Path: utzoo!attcan!utgpu!water!watmath!clyde!att!osu-cis!tut.cis.ohio-state.edu!mailrus!cornell!uw-beaver!uw-june!pardo
From: pardo@june.cs.washington.edu (David Keppel)
Newsgroups: comp.lang.misc
Subject: Re: Machine-independent intermediate languages
Summary: 3 of them, the key is where/how you throw away info.
Keywords: IR languages virtual machine
Message-ID: <6004@june.cs.washington.edu>
Date: 9 Oct 88 18:49:07 GMT
References: <e2uEl#2ORJzO=eric@snark.UUCP> <853@goofy.megatest.UUCP> <905@sword.bellcore.com> <5933@june.cs.washington.edu> <30151@oliveb.olivetti.com> <815@super.ORG>
Reply-To: pardo@cs.washington.edu (David Keppel)
Organization: U of Washington, Computer Science, Seattle
Lines: 88

>[ if IR doesn't support your langauge's feature, it hurts ]

( This is a slight formalization of something I've "known" for a while
but had never put together.  I hope this is useful to everybody).
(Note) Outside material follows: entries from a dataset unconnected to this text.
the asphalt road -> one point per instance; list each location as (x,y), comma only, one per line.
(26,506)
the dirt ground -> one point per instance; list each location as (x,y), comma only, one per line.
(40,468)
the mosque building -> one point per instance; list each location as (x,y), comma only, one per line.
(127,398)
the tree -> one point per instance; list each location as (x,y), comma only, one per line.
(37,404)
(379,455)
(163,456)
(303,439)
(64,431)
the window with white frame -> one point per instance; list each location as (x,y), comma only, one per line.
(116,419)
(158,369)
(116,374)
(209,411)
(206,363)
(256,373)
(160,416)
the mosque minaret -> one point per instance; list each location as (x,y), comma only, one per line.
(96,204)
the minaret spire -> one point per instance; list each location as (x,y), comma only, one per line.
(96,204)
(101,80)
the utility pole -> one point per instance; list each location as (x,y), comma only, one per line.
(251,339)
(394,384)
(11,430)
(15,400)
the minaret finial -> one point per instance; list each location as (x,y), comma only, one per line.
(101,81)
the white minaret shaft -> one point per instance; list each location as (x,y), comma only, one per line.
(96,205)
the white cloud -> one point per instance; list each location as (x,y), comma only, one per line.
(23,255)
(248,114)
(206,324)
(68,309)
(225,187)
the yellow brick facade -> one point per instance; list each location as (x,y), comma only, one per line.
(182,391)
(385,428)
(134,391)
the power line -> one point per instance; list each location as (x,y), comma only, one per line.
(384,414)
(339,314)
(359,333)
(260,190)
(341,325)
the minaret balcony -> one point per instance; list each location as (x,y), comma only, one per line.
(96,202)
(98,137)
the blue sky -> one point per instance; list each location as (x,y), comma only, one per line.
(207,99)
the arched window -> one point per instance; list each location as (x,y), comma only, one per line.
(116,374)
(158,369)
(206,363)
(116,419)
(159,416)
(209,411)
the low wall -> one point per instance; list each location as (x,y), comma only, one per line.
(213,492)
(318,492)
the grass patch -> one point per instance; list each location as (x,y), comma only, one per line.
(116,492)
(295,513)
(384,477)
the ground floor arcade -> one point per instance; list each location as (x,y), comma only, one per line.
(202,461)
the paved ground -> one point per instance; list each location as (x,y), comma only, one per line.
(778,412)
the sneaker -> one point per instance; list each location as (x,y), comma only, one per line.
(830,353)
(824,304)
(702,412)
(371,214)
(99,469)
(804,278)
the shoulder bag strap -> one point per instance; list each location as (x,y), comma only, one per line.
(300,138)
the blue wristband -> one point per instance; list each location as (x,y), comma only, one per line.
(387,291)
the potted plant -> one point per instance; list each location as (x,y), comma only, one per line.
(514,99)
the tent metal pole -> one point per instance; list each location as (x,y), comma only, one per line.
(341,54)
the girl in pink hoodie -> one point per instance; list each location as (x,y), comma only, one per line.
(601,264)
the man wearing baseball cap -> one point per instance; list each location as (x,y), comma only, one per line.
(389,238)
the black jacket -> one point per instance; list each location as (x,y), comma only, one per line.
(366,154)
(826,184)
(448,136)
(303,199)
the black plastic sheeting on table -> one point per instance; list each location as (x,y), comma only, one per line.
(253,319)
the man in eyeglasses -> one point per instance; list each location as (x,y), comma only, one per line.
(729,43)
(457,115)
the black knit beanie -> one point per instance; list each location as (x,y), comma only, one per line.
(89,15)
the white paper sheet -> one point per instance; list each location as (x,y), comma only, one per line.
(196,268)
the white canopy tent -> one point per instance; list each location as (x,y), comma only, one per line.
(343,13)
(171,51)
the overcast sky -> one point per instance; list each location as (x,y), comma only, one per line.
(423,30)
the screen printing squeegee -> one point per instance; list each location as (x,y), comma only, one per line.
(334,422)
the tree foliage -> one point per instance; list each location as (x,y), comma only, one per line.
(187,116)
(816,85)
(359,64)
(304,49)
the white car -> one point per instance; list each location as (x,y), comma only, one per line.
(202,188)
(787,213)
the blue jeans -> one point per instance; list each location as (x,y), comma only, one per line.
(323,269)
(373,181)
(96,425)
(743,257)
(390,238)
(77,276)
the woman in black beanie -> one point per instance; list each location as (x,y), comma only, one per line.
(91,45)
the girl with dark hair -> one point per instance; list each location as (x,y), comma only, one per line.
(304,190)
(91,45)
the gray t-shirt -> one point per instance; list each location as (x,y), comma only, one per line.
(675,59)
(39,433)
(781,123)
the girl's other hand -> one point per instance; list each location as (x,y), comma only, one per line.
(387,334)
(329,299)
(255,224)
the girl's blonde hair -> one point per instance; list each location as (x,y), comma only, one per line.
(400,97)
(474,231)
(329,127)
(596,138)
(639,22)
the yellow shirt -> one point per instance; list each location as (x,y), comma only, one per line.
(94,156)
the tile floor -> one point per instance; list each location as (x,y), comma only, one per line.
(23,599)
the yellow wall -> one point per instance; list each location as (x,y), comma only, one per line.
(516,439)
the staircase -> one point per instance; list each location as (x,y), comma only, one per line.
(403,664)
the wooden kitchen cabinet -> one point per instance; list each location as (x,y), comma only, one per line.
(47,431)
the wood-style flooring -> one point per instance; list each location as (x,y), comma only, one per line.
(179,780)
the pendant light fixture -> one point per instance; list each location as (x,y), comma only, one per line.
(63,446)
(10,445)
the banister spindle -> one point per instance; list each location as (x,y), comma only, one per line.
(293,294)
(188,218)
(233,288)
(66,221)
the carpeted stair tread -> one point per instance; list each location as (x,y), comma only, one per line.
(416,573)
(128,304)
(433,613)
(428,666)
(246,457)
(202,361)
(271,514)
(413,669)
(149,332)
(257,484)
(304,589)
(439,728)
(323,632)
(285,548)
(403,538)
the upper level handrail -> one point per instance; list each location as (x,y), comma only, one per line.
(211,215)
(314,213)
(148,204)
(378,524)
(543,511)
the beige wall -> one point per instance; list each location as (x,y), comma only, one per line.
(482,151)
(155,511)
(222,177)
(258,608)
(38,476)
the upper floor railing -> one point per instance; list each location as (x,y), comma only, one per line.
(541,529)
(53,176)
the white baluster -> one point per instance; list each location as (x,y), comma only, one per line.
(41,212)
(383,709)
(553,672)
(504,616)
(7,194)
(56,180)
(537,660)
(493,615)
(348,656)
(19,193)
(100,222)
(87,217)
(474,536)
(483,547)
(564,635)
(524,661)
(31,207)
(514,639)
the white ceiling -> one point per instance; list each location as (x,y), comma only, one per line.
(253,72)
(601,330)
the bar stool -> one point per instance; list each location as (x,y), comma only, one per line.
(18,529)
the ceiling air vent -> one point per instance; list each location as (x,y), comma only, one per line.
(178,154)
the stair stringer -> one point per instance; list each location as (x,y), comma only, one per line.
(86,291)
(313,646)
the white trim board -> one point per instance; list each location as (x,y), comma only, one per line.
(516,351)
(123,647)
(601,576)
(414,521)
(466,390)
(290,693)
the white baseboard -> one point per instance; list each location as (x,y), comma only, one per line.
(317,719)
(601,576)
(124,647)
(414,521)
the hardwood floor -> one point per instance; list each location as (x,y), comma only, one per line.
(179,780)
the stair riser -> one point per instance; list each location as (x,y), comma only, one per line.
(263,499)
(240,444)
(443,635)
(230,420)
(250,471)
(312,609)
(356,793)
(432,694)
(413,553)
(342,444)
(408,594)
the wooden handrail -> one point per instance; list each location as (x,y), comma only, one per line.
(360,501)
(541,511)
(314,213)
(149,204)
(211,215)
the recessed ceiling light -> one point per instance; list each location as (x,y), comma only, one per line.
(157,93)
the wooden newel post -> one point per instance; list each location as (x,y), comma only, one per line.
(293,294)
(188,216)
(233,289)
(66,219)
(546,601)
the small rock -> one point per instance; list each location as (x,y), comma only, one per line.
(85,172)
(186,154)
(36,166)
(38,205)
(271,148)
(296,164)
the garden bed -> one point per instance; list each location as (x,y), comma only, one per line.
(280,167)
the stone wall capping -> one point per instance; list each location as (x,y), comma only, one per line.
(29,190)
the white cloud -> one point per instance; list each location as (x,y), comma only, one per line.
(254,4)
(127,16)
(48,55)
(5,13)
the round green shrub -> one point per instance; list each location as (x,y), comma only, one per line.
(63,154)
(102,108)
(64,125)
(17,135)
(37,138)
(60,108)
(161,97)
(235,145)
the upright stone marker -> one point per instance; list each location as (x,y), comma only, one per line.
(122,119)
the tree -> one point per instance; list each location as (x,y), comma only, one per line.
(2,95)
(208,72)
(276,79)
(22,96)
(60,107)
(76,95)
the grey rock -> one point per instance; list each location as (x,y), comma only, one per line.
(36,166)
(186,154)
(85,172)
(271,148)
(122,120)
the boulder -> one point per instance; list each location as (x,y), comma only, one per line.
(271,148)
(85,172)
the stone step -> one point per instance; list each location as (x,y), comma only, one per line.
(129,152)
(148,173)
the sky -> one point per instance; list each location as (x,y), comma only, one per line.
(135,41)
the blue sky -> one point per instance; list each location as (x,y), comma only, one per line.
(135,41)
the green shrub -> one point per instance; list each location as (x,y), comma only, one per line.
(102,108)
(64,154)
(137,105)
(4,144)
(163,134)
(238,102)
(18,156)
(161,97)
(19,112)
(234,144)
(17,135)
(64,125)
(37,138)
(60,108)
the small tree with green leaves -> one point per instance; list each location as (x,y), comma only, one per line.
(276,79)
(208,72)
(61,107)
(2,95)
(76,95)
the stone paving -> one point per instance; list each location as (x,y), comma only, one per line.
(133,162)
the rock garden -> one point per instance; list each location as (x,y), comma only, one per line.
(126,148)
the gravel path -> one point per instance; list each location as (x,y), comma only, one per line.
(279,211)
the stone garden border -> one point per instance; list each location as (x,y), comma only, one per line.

My compilers prof introduced me to the ideas of "union IR" and
"intersection IR".  A union IR has primitive descriptions for every
primitive in all of the languages that it is supposed to support.  An
intersection IR has primitives for only those primitives common to all
languages.  There are a couple things to get out of this:

* The union...intersection IR describes a range of primitives to
  support langauges.  These in turn define a language.
* A machine-independent IR spec says nothing about the primitives
  supported by the machine.  Thus you may be throwing out efficient
  primitives available on some machine.
* A full union IR is hard to build and maintain and is probably quite
  inefficient.
* An instersection IR requires mapping complex operators (e.g., the
  APL "transpose" operator) down to a concatentaion of simple
  primitives (e.g., function call, nested loops).  Unless the simple
  operations can be re-recognized as the complex operation, many
  efficient compilation techniques cannot be used. 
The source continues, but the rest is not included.